The election of Jeremy Corbyn to lead Britain's Labour Party over the weekend barely caused a stir in Russia — despite mainstream media in Britain and political rivals of the opposition party leader dubbing him a friend of Moscow and apologist for President Vladimir Putin.
The news appeared to generate almost no interest in Russia, with even state-owned Russian television channels carrying little or no information on Corbyn's landslide victory.
Corbyn's appearances on Kremlin-controlled English-language television network RT, his criticism of the North Atlantic Treaty Organization and his stance over the conflict in Ukraine prompted fears in Britain that he could become the latest object of Kremlin efforts to strengthen ties with radical European political movements — in what some see as an attempt to exacerbate political divisions in the West as ties with Russia fray.
Left-wing Greek leader Alexis Tsipras built a closer relationship with Moscow after his Syriza party swept to power earlier this year, while France's far-right National Front party received a $11.4 million loan from a Russian bank in late 2014.
In a dry and factual four-minute piece aired Sunday on the election of Corbyn to the Labour leadership, state-owned Rossia 24 merely noted: “Corbyn is an opponent of NATO's expansion to the east and thinks that events in Ukraine were provoked by the alliance.”
British newspapers and public figures, on the other hand, have made much of Corbyn's alleged Kremlin sympathies.
Last month, Britain's Daily Telegraph newspaper published an article — based on the assertions of one Russian foreign policy analyst — alleging “Russia would welcome Jeremy Corbyn as Labour leader,” while the Independent newspaper ran a piece on Aug. 11 titled “Jeremy Corbyn hints at warmer relations with Russia” based on an interview with RT in which Corbyn did not talk about Russia.
Corbyn's political opponents have made similar allegations.

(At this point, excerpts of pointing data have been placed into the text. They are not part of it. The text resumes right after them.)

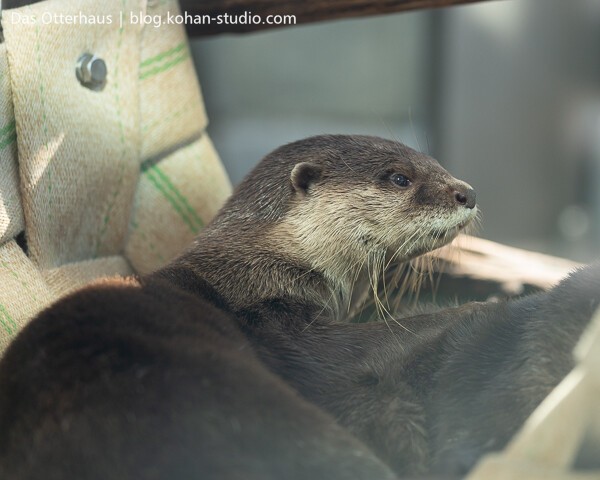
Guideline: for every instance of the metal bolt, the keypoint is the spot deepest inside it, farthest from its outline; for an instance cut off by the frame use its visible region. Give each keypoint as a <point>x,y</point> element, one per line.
<point>91,71</point>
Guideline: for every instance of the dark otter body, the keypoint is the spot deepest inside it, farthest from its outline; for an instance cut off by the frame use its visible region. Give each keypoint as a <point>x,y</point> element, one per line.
<point>485,375</point>
<point>229,363</point>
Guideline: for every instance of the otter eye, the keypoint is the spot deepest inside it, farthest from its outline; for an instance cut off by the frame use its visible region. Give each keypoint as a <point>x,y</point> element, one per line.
<point>400,180</point>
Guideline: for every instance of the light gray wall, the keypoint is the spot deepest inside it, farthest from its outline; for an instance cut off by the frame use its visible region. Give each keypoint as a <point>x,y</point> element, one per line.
<point>516,78</point>
<point>351,76</point>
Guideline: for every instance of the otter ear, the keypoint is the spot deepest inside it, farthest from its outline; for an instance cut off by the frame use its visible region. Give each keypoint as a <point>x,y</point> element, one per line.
<point>304,174</point>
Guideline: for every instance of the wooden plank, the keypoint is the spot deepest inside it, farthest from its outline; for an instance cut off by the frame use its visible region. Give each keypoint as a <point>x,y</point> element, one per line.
<point>304,11</point>
<point>513,268</point>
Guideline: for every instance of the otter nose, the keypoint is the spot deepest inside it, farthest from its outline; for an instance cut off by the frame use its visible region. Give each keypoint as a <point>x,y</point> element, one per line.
<point>465,196</point>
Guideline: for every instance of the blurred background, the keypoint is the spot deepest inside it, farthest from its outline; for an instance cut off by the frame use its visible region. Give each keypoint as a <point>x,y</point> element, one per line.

During a televised debate earlier this month, Labour leadership candidate Andy Burnham accused Corbyn of “making excuses for Putin.”
But the longstanding left-winger has actually made very few direct statements about Russia or Putin. He has, however, commented several times on the Ukraine crisis, for which he has blamed NATO.
“[Ukraine] has been put under enormous pressure to come into the EU and NATO military orbit,” Corbyn wrote in an article for Britain's left-wing Morning Star newspaper last April — after Russia's annexation of Crimea, but before Russian-backed separatists staged an uprising in the east of the country.
“NATO has sought to expand since the end of the Cold War. It has increased its military capability and expenditure. It operates way beyond its original 1948 area and its attempt to encircle Russia is one of the big threats of our time,” Corbyn wrote.
In the same article, Corbyn said that “[Russia's behavior] is not unprovoked, and the right of people to seek a federal structure or independence should not be denied.”
Challenged more recently on the topic during a Sept. 1 televised debate, Corbyn appeared to moderate his position. “I'm not a supporter of Putin, Russian expansion or anybody else's expansion. I thought that NATO's excessive and obsessive expansion since 1990 has been a problem,” he said.